A peleja é velha, mas se incrementou em uma partida pela B Metro, na temporada 2008/09. O cotejo era contra o Deportivo Morón. No entorno do estádio, um cenário de guerra, dentro dele, a partir das tribunas, a direção dava sua última cartada para eliminar do clube o duro castigo de jogar quase sempre longe de sua torcida. Os dirigentes do Charro quase conseguiram; mas em razão dos confrontos, a Coprosede ainda piorou a punição, estendendo-a até os dias de hoje, na B Nacional. Só para se ter uma ideia de como foi a briga, no entorno da cancha do Charro, existia, para o duelo contra o Gallo Morón, a média de um policial para cada dois torcedores no estádio. De nada adiantou.

Em 2002, Dante Zalazar saiu de uma prisão de segurança máxima onde cumpriu dois anos de reclusão pelo assassinato de uma jovem de 16 anos. Um crime cruel cometido a facadas e com requintes de sadismo. Também seu irmão Caio foi a julgamento mas apenas Dante foi penitenciado. Antes desse crime, seu nome esteve envolvido em outro suposto assassinato e em alguns crimes de estrupro. Quando saiu da prisão, se deu conta que o setor da barra por ele controlado havia perdido terreno para a quem ele chama de “bandidos da Matera”. De lá para cá os enfrentamentos entre os irmãos foram muitos, mas o cume ocorreu em 2009.

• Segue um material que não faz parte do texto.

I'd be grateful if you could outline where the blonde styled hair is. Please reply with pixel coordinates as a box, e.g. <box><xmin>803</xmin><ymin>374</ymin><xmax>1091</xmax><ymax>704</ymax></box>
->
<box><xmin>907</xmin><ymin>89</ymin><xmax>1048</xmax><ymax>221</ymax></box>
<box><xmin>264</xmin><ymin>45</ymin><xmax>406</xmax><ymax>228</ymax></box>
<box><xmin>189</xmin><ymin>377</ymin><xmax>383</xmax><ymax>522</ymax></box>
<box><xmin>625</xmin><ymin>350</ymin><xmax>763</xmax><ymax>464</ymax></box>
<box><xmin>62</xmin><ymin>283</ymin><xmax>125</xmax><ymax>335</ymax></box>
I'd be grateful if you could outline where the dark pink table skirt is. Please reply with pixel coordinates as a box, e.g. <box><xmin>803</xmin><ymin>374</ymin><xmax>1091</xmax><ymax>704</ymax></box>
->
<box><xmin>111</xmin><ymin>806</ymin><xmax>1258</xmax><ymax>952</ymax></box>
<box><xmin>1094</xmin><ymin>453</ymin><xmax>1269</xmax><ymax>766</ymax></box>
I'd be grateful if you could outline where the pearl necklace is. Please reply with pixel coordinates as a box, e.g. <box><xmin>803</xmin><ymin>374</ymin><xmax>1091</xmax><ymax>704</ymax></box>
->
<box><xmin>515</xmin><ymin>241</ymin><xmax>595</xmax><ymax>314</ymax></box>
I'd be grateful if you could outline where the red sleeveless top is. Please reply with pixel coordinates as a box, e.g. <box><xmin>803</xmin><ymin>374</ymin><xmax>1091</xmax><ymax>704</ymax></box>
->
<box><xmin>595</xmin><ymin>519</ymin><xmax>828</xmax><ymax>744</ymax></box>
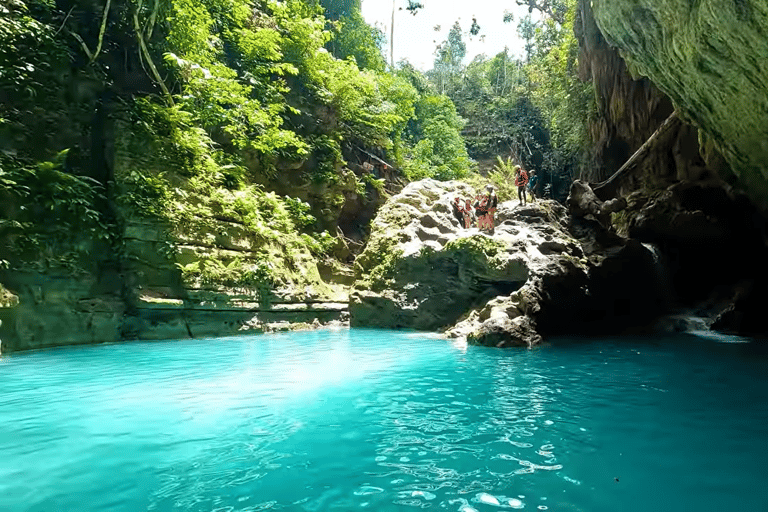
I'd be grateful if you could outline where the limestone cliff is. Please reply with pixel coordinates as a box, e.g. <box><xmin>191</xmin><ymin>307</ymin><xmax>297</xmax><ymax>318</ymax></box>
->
<box><xmin>574</xmin><ymin>0</ymin><xmax>729</xmax><ymax>192</ymax></box>
<box><xmin>582</xmin><ymin>0</ymin><xmax>768</xmax><ymax>205</ymax></box>
<box><xmin>350</xmin><ymin>180</ymin><xmax>663</xmax><ymax>346</ymax></box>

Resolvido a matar o irmão Caio, Dante foi à casa materna disposto a “resolver” de vez o problema. Quando Caio pegou sua arma para “se defender”, levou dois tiros do irmão. Contudo, para a infelicidade de ambos, as duas balas acertaram o corpo da mãe. Um projétil acertou sua mão; o outro, o seu abdômen. Maria Inez Díaz Zalazar foi tentar apartar a briga e quase foi assassinada. A partir disso, o clima de vingança se intensificou na região do Parque San Martín. E também a jura, de ambos os irmãos, de que um deles deve assassinar o outro, assim que tiver oportunidade para isso.

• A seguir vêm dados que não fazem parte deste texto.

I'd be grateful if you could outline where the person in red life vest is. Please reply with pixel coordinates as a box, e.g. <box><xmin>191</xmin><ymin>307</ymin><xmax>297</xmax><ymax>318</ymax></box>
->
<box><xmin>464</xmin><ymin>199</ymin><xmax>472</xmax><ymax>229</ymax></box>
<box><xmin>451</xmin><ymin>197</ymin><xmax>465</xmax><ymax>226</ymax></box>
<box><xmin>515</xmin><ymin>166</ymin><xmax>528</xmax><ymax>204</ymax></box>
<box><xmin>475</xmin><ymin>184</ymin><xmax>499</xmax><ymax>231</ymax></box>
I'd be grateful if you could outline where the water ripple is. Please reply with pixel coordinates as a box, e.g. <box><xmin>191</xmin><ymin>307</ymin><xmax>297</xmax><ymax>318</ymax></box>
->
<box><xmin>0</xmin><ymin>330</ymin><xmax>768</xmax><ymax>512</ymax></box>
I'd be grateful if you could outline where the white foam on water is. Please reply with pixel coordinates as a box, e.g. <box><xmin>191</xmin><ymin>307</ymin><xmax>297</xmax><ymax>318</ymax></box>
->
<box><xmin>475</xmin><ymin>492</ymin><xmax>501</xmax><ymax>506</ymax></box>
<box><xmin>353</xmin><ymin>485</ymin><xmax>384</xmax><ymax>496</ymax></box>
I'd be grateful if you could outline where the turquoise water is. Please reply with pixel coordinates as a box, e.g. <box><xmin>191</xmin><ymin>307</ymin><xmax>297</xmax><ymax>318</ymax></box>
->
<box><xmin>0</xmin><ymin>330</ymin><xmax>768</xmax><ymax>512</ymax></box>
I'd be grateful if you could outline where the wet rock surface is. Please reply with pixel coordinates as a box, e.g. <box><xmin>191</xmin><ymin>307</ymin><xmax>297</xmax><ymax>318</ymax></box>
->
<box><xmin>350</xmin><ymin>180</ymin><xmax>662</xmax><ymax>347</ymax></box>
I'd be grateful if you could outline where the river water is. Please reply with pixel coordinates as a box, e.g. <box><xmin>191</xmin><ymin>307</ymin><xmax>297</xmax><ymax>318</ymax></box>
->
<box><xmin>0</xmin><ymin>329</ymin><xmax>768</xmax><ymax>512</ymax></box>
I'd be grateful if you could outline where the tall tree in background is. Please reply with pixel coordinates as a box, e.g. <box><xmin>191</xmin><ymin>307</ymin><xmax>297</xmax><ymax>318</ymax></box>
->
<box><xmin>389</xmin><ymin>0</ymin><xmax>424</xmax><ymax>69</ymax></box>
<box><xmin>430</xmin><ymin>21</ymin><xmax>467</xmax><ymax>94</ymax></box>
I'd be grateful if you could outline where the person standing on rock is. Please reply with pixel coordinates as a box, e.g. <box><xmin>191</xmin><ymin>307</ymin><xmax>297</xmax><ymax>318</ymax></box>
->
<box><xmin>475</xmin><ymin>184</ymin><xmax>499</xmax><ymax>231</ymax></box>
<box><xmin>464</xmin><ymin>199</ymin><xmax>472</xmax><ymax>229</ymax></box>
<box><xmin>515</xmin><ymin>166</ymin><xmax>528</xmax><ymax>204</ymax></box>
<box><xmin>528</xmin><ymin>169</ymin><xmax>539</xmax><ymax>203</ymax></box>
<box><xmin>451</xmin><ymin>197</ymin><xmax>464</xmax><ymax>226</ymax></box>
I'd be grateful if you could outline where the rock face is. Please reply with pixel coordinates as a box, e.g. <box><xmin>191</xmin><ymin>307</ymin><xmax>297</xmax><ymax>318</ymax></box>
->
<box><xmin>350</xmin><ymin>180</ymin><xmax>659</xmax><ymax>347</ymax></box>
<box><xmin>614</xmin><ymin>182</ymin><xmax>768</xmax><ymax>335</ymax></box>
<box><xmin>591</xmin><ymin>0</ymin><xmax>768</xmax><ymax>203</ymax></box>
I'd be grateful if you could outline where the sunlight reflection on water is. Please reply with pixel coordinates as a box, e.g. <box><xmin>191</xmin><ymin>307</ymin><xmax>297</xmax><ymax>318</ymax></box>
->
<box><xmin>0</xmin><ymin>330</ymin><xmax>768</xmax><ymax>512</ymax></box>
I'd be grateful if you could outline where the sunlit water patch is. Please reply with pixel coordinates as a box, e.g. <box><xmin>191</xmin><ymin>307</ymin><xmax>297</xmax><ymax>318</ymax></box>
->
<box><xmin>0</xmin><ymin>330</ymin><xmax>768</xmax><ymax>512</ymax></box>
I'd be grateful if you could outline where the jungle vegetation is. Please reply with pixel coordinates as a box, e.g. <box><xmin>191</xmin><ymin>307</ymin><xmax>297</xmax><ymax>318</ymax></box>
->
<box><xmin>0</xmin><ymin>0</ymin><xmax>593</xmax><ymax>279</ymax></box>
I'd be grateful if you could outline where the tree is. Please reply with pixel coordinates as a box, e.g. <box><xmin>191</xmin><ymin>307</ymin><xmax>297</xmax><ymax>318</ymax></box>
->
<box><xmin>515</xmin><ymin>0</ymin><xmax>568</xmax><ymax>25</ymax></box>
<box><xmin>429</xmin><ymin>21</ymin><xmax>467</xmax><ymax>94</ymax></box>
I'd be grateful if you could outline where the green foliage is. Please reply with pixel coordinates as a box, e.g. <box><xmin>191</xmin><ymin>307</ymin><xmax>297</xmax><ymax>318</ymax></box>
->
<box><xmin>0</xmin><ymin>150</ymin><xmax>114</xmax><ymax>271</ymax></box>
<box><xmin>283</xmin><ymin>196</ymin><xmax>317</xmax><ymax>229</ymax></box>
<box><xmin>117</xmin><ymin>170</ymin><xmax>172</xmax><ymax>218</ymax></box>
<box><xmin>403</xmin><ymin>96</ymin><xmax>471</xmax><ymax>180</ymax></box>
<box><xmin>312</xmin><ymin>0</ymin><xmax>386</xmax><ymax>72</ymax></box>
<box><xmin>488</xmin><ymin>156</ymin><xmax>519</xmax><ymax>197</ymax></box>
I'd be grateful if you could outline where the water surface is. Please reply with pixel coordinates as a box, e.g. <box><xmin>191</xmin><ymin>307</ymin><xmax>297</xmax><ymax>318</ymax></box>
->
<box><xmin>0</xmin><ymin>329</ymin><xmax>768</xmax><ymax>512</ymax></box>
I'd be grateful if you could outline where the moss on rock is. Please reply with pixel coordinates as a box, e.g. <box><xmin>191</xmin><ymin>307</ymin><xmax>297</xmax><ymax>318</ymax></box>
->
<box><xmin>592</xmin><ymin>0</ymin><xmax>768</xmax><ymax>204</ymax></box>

“Aqui não tem essa história de ceder espaço para eles”, disse Dante Zalazar, “Vamos fazer tudo aquilo que for necessário para manter o que temos. E é claro que todos nós andamos armados; afinal, se alguém deseja te agredir você precisa saber se defender”. E finalizou: “ E hoje em dia, amigo, ninguém é tonto para guerrear apenas com os punhos. E se teu inimigo vem armado, você precisa responder da mesma forma”.

Joza Novalis

Mestre em Teoria Literária e Lit. Comparada na USP. Formado em Educação e Letras pela USP, é jornalista por opção e divide o tempo vendo futebol em geral e estudando o esporte bretão, especialmente o da Argentina. Entende futebol como um fenômeno popular e das torcidas. Já colaborou com diversos veículos esportivos.

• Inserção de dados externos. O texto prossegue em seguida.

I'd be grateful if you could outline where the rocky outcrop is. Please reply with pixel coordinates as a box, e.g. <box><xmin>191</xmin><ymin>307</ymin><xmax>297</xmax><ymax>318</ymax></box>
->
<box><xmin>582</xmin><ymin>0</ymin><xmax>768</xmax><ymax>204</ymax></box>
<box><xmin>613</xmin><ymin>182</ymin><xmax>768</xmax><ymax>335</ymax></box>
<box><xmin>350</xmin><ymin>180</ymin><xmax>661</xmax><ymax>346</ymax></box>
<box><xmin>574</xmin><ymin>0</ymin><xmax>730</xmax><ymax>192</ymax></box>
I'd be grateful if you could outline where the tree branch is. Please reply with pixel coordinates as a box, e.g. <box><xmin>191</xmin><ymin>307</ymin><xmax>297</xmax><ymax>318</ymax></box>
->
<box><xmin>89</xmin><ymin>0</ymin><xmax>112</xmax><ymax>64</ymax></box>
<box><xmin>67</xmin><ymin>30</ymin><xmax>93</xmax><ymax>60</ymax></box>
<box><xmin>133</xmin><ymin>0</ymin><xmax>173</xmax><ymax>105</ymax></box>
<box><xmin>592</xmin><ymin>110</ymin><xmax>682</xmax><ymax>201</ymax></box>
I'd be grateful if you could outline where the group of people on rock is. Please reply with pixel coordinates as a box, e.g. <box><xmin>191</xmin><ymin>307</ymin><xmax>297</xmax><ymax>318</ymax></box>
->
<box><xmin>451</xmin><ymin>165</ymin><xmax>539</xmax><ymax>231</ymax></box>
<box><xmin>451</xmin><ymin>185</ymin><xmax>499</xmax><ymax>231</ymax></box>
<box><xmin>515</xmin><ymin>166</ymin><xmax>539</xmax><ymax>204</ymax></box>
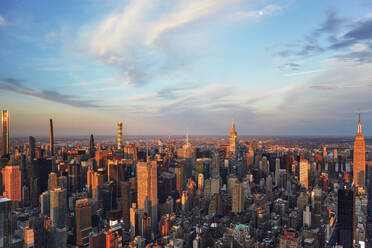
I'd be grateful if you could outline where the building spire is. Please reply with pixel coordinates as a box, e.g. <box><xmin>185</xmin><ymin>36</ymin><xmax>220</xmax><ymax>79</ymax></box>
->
<box><xmin>358</xmin><ymin>113</ymin><xmax>362</xmax><ymax>134</ymax></box>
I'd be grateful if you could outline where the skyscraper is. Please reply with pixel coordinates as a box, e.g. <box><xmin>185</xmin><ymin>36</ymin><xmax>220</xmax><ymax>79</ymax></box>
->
<box><xmin>232</xmin><ymin>182</ymin><xmax>244</xmax><ymax>213</ymax></box>
<box><xmin>49</xmin><ymin>119</ymin><xmax>54</xmax><ymax>156</ymax></box>
<box><xmin>50</xmin><ymin>188</ymin><xmax>67</xmax><ymax>228</ymax></box>
<box><xmin>353</xmin><ymin>114</ymin><xmax>366</xmax><ymax>187</ymax></box>
<box><xmin>0</xmin><ymin>198</ymin><xmax>13</xmax><ymax>247</ymax></box>
<box><xmin>137</xmin><ymin>161</ymin><xmax>158</xmax><ymax>233</ymax></box>
<box><xmin>75</xmin><ymin>198</ymin><xmax>92</xmax><ymax>246</ymax></box>
<box><xmin>117</xmin><ymin>122</ymin><xmax>123</xmax><ymax>150</ymax></box>
<box><xmin>337</xmin><ymin>187</ymin><xmax>355</xmax><ymax>248</ymax></box>
<box><xmin>1</xmin><ymin>165</ymin><xmax>22</xmax><ymax>202</ymax></box>
<box><xmin>229</xmin><ymin>121</ymin><xmax>237</xmax><ymax>156</ymax></box>
<box><xmin>1</xmin><ymin>110</ymin><xmax>9</xmax><ymax>155</ymax></box>
<box><xmin>300</xmin><ymin>159</ymin><xmax>309</xmax><ymax>189</ymax></box>
<box><xmin>89</xmin><ymin>134</ymin><xmax>95</xmax><ymax>158</ymax></box>
<box><xmin>366</xmin><ymin>176</ymin><xmax>372</xmax><ymax>248</ymax></box>
<box><xmin>28</xmin><ymin>136</ymin><xmax>35</xmax><ymax>159</ymax></box>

10 thoughts on “Deportivo Merlo: a face do bem…e do mal

  • Pinilla

    De novela isso aí, principalmente a parte da barra. Coisa de louco. Daria um belo filme.

  • Leandro Winkelmann

    Ótimo texto. Parabéns!

  • Cristina

    A cadeia resolveria se as coisas por lá na argentina não fossem parecidas com o que acontece por aqui. Boa matéria., mais uma vez.

  • Adriana

    Concordo com o primeiro comentário, isso é de filme. Mas como pode o autor chamar um club desses de organizado com uma torcida dessas?

  • Joza Novalis

    Caríssima Adriana, veja, a organização do clube não tem nada a ver com a sua torcida. No caso do Merlo até que a direção do clube fez tentativas de “educar” a barra. Desistiu e hoje pratica uma política de permitir o acesso às arquibancadas de outros torcedores, os comuns, n ão ligados à barra. Mas o Merlo é organizado sim. Como poucos na Argentina. Obrigado pelo acesso e prestígio ao site.

  • Endrigo

    O presidente desse clube é do grupo que dirige o Merlo? Não entendi isso.

  • Joza Novalis

    Meu caro Endrigo, o presidente do clube não faz parte da empresa que administra o Merlo. Mas tem a particularidade de ser um jovem trabalhador na faixa de uns 40 anos. É dono de um posto de serviços automotores. Um tipo que gerencia o clube e até faz faxina no local.

  • Estebán de León

    En realidad, “pocho” Arizmendi (gerenciador) es el que maneja los hilos ahí

  • Maicon

    Caramba, excelente texto sobre “El charro”, um clube que se mostra bastante estruturado e que deverá estar na primeira divisão, se manter esta boa administração. Agora, o que é dose é ver uma briga de irmãos pelo poder de uma barra, isso é demais!

  • Maravilhosa essa matéria. Incrível como vocês deste site são sérios. E quase o Merlo elimina o boca, seria bem legal.